Monday, June 18, 2012
Georgetown Public Policy Review: We’re Doing It Wrong – Corporate Taxation in the United States, by Alex Engler:
Senator Max Baucus [D-MT] made some noise this week when he announced that he had turned his attention to an overhaul of the United States tax code. Not only is the Chairman of the Senate Finance Committee going to address the systemic problems facing the nation’s revenue machine, but he is going to do it in the face of taxmageddon. Also known as the ‘fiscal cliff’, the slew of changes to current tax policy scheduled for January 1, 2013 are quite drastic.

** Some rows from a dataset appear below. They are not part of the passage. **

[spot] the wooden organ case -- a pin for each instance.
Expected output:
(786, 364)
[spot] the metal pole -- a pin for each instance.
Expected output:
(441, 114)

Senator Baucus may be correct in assuming that this presents an opportunity for meaningful reform that has not occurred since the 1986 tax code restructuring.
Reforming the corporate tax code was one of the central pillars of Baucus’s ‘Tax Code for the 21st Century’. This isn’t surprising given that talking points on both sides of the aisle have consistently advocated for reconstructing the corporate tax code to either make corporations pay their fair share or increase international economic competitiveness. These talking points have generally understated the issue at hand, but in his remarks to the Bipartisan Policy Center, Baucus made no such miscalculation:
Today, the code is certainly not beautiful. Instead, it reminds me of Hydra, the mythical beasts with hundreds of heads. Each time you cut one off, two more grow back.